We called for SIBOR to cease to desist the LIBOR trend and we were wrong because the difference between 3M SIBOR and LIBOR broke a new record and sits at its widest in 10 years as we speak at a differential of 1.03%, a new record set on Friday.
10 year graph of 3M Libor vs SIBOR
We called for the MAS bills to behave more like a safe haven government bond and trade under SIBOR but it has not happened since early May and appears very comfortable in higher yield space that is not available to retail investors (because MAS bills can only be bought by institutional investors and don’t ask us why ).
Graph of 3M MAS bill vs 3M SIBOR
We called for the USDSGD to test lower in 2018 but we should have qualified it as a strengthening of the S$NEER instead because USDSGD did trend along with the ADXY as we had said.
2019 Big Bang
2019 can only start with a bang because we have the new 116th US Democratic led Congress starting work on 3rd Jan 2019 and we will just have to wait and see, really, as Paris riots enter a 5th week, Brexit remains unresolved and we have chaos around the world from Sweden snap elections to Venezuela. That is just politics, what about central banks and markets?
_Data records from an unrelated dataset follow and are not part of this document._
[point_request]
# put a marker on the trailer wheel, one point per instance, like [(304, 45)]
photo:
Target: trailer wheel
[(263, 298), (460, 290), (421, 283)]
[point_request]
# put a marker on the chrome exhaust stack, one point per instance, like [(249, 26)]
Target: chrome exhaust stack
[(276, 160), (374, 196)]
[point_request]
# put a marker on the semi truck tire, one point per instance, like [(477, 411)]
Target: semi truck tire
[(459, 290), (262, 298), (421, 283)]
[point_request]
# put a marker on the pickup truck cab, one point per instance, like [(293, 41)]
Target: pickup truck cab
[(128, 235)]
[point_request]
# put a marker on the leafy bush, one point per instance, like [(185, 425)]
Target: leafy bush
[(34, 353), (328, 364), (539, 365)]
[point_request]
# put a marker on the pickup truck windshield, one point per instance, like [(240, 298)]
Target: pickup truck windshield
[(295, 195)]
The 2019 bond auction calendar is set to be a landmark one because we have the largest maturity in history coming up – some SGD 26 bio worth, compared to the previous record of SGD 23 bio in 2017.
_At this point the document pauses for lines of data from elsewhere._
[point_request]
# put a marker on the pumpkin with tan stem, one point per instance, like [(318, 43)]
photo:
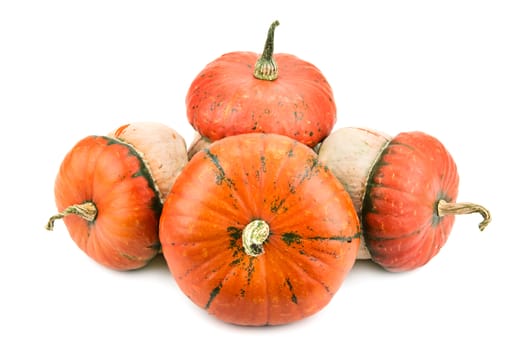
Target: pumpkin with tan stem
[(404, 189), (243, 92), (257, 231), (108, 196)]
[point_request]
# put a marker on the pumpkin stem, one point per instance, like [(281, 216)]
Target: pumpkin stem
[(253, 237), (86, 210), (266, 67), (446, 208)]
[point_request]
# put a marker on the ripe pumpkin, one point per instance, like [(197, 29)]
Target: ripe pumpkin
[(404, 189), (257, 231), (108, 197), (242, 92)]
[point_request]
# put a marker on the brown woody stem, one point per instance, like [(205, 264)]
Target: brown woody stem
[(266, 67), (86, 210), (446, 208), (253, 237)]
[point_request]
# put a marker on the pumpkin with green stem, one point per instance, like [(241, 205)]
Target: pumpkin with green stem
[(107, 192)]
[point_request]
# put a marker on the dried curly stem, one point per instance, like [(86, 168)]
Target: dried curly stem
[(446, 208), (253, 237), (86, 210), (266, 67)]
As such, MAS conveniently slotted in 1 extra auction in October, on top of the 2 optional mini auctions in the year. What a busy, busy year ahead.
Bond auctions to expect in 2019.
What is surprising is that MAS has chosen not to extend the yield curve as popularly expected given the 3 ultra long-dated LTA bond issues in 2018, namely the LTA 2048 (SGD 1.2 bio), 2053 (SGD 1 bio) and 2058 (SGD 1.3 bio).
Yet this will be the first time in 3 years that MAS will issue a new 20 year SGS.
We suppose it suggests that MAS and the markets prefer to leave the >30 year part of the curve alone yet at the same time cannot afford to let governments like the US go borrow another US$1 trillion to fund their projected deficit to reduce Singapore’s share of global bond markets.
As it stands, Singapore’s outstanding government borrowings have grown just 25.3% from March 2015 (S$ 192.1 bio) to September 2018 (S$ 240.8 bio), as the corporate bond market expanded a more modest 19.4%.